Et si, maintenant que la faillite de la Grèce semble évitée grâce à une opération gigantesque de remise de dettes, on réfléchissait posément à ce qu’on veut en Europe et plus spécifiquement à l’avenir de la monnaie unique.
Car, qu’on le veuille ou non, et quelle que soit la réhabilitation qu’ils s’exercent à obtenir aujourd’hui, les pères fondateurs de la monnaie unique doivent désormais admettre que les postulats politiques d’il y a 20 ans s‘avèrent incorrects.
Bien sûr, ils argumenteront que les autorités grecques avaient menti, ce qui est incontestable. Mais d’autres pays fragiles, tels le Portugal, l’Espagne et peut-être l’Italie, sont aussi impliqués dans ce fragile exercice de maintenir la cohésion de la monnaie unique malgré des économies très différentes.
La réalité est qu’on a imposé une monnaie forte à des pays désindustrialisés.
Ces derniers ont, dans un premier temps, bénéficié de conditions de financement anormalement basses avant d’être confrontés à l’irréconciliable, à savoir une devise trop forte pour une économie trop faible. En d’autres temps, ces pays faibles auraient dévalué leur monnaie nationale. Au reste, le cas grec en est la parfaite illustration : un défaut ou une restructuration de dette est équivalent à une dévaluation.
Maintenant que le problème grec est en passe d’être réglé, l’euro va sans doute se renforcer, aggravant la situation des économies européennes plus faibles.
Et rien ne sera réglé.
Il reste, en effet, à assurer une cohérence budgétaire et une synchronicité des politiques européennes industrielles. Toute la difficulté de la zone Euro sera de conserver une monnaie homogène sans coordination des politiques sociales et budgétaire et surtout avec des différentiels de compétitivité important selon les pays.
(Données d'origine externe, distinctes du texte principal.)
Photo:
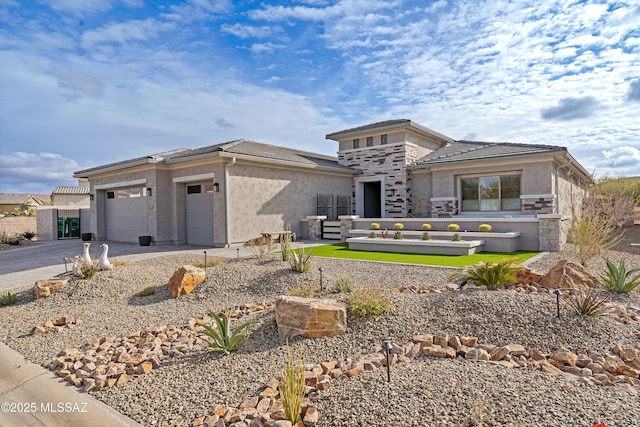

Pendant des années, l’Euro sera donc tiraillé entre des politique d’austérité discale et budgétaires, nécessaires à l’homogénéité monétaire de l’Euro, et son contraire, à savoir une politique de transferts sociaux qui sera exigée par les populations et qui grèvera des dettes publiques déjà insoutenables. Le dilemme se situera aussi entre la poursuite d’une monétisation des dettes publiques, avec un corollaire d’inflation, tout en espérant que le déluge de liquidité n’entraîne pas de hausse des taux d’intérêt, et une hausse des taux en cas de politique monétaire plus restrictive. Finalement, les deux scénarios conduiront à de l’inflation et à une hausse des taux d’intérêt, sauf si les États finissent par accepter de perdre leur totale autonomie fiscale et budgétaire au profit des institutions européennes.
La devise européenne sera traversée par des chocs spasmodiques. Soit l’Euro sera gravement fragilisé dans son architecture, soit la gouvernance économique européenne sera profondément réformée. Les unions monétaires ne sortent jamais indemnes des grandes crises. En effet, les ancrages de devises sont bâtis en haute conjoncture. Et, surtout, ils exigent une convergence économique qui est justement ébranlée par le manque de rigueur budgétaire découlant des crises financières.
Et puis, surtout, il faudra bien réfléchir au remboursement des dettes publiques stratosphériques dont l’amplitude est telle qu’elles seront réfutées par les futures générations, avec un risque d’ébullition sociale.